Southern Potlikker Soup


Potlikker is the delicious, highly concentrated, vitamin-filled soup that develops as sturdy, leafy greens simmer in well-seasoned cooking liquid. Or, as one connoisseur put it, “Potlikker is the residue that remains from the commingling, heating, and evaporation - anyway, it is in the bottom of the pot.” (source: ourstate.com)


This Potlikker Soup is nutritious and delicious, as this one time Yankee gal was soon to discover. I was very fortunate to be able to use some local heirloom collards from the Bradford family, which are naturally sweet and tender, so much so I have used them raw in my Bradford Collard Slaw and Bradford Collard Salad w/ Peanut Vinaigrette.


You can use any collard greens you can find. It's best if you find them at a local farm or farmers market, since those will be the freshest, but grocery store collards will work.


Be sure to serve this Southern Potlikker Soup with some nice cornbread to sop up all the liquid. It's so darn delicious you won't want to miss a single drop!


RECIPE
Ingredients
4 cups fresh collard greens
4 slices bacon, cut into 1" pieces
1 cup cooked cubed ham pieces
1 medium onion, diced
2 medium carrots, sliced
2 garlic cloves, minced (or 1 tbsp minced garlic from a jar)
2 cups chicken bone broth
6 cups water
salt and pepper to taste

Method
Cut bacon into pieces and cook in a large sauce pan until crisp; remove with slotted spoon and drain on paper towels. Drain all but 1 tbls. of bacon grease and add onions and carrots. Saute until vegetables become tender, about 5 minutes, scraping up all the brown bits from the bacon. Add garlic and cook for 1 more minute.

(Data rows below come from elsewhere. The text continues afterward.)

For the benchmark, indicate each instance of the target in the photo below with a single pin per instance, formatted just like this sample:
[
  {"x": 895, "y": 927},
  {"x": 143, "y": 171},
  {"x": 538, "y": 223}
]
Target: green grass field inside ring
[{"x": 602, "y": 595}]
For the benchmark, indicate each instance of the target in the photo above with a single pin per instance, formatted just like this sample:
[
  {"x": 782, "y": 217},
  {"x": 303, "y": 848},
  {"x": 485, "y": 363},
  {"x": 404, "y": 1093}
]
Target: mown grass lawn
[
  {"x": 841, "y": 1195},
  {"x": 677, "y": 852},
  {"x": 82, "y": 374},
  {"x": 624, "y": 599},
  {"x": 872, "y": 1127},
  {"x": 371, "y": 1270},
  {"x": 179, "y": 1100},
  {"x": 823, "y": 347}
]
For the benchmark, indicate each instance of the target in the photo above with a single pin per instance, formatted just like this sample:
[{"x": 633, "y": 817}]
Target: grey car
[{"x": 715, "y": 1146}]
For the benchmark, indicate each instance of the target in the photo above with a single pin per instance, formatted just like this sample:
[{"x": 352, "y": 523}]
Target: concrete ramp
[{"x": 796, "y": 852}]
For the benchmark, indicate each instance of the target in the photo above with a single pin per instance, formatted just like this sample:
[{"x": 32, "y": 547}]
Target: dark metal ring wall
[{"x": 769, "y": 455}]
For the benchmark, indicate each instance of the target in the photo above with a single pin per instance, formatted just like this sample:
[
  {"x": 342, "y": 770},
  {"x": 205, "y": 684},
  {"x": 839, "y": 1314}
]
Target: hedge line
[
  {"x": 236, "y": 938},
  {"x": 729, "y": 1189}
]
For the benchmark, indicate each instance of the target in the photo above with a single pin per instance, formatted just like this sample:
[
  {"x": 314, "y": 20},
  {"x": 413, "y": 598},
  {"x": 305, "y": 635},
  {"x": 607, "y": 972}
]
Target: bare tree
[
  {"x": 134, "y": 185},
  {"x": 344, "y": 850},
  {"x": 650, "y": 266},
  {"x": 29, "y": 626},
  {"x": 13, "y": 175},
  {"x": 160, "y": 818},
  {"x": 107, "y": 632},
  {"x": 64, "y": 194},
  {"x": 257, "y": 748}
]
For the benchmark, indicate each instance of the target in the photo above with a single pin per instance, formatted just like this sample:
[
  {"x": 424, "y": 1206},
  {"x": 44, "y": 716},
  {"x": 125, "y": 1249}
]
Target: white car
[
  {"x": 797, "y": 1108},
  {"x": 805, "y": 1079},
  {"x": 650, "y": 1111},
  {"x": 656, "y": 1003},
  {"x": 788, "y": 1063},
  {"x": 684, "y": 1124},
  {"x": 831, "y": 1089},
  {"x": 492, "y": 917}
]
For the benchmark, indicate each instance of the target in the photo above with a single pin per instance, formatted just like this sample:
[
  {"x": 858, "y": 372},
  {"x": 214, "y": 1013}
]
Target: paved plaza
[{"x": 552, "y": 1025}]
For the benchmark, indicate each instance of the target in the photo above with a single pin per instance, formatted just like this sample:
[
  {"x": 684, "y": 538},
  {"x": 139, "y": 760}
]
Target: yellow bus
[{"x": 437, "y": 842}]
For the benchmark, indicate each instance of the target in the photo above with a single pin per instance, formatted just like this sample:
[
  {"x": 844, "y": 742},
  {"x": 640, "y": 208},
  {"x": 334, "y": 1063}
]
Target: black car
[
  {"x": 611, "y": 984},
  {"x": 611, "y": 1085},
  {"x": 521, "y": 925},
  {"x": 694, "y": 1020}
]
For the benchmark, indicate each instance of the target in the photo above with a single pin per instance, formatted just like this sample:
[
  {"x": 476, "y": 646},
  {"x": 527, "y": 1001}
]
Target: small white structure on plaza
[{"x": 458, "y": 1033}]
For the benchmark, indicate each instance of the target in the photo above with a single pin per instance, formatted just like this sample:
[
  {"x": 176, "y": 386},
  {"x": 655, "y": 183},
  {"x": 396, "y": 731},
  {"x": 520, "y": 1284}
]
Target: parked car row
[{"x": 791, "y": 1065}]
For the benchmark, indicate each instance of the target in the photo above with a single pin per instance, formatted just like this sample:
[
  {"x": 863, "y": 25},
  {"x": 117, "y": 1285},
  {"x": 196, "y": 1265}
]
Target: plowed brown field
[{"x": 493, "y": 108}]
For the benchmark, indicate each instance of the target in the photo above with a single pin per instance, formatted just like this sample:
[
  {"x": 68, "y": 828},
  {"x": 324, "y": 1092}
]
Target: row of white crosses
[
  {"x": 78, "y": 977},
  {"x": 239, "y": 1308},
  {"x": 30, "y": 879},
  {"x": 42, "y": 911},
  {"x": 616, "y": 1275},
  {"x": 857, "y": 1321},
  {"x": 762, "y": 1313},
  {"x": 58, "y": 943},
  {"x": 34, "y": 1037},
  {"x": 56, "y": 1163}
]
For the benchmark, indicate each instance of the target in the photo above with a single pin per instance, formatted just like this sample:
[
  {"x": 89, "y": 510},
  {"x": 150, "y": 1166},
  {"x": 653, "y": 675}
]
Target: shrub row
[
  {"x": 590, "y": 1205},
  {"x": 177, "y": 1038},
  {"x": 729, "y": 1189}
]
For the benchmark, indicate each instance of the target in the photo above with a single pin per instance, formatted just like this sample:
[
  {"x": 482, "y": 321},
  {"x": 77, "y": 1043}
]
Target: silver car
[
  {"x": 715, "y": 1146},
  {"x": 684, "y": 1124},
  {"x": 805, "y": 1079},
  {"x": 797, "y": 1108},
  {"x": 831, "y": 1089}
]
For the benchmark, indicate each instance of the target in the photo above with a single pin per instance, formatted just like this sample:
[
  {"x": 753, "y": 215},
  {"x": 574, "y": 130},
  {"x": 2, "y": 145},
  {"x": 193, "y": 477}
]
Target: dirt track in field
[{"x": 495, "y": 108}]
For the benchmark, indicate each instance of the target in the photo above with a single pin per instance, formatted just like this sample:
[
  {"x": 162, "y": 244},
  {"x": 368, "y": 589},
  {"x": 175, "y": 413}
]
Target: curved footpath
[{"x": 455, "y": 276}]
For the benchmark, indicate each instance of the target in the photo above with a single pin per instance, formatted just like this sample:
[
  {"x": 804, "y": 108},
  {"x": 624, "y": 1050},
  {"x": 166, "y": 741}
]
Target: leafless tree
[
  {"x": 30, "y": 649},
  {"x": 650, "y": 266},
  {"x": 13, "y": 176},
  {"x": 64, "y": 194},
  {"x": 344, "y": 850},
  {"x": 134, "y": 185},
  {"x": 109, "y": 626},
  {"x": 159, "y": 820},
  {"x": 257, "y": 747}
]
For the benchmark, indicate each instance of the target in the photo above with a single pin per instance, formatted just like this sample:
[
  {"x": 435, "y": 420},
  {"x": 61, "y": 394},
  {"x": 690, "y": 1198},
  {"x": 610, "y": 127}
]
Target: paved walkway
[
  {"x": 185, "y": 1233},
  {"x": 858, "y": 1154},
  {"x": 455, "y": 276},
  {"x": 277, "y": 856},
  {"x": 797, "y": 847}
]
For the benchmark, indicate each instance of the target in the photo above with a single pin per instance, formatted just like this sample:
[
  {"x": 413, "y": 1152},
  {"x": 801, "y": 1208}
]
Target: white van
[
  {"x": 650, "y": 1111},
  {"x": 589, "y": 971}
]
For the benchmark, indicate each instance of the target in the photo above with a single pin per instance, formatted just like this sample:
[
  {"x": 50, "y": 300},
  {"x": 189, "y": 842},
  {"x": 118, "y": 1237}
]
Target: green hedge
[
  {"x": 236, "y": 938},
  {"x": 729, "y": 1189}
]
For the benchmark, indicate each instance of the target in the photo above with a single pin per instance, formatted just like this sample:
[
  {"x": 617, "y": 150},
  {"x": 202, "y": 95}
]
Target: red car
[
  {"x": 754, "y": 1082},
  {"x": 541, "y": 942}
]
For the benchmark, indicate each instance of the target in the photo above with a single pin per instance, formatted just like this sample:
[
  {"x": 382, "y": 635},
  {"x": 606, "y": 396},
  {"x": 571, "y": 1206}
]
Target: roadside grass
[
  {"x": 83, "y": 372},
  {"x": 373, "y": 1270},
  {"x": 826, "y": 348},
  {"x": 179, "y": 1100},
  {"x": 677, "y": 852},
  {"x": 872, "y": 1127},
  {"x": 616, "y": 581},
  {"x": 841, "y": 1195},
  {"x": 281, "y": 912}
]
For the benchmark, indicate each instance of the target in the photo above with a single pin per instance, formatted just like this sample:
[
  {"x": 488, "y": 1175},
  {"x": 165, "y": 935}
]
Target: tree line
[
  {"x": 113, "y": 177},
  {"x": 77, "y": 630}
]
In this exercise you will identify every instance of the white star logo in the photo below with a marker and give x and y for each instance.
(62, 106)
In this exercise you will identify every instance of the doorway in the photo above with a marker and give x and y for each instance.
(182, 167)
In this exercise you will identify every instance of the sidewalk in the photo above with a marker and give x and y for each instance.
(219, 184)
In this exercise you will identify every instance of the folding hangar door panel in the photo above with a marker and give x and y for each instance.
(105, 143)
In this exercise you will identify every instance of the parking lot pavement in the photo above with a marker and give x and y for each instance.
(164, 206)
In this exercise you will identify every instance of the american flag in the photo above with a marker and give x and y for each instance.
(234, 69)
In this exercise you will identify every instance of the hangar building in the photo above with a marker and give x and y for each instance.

Pour in chicken bone broth and cook until it has reduced some, approx. 30 minutes; season with salt and pepper. Trim stems and roll collard greens into a cigar shape and slice into thin ribbons. Add collard greens, cubed ham pieces, and 6 cups water. Bring to a boil, reduce heat and cook until greens are tender, about 30 minutes. Taste and adjust seasonings as needed.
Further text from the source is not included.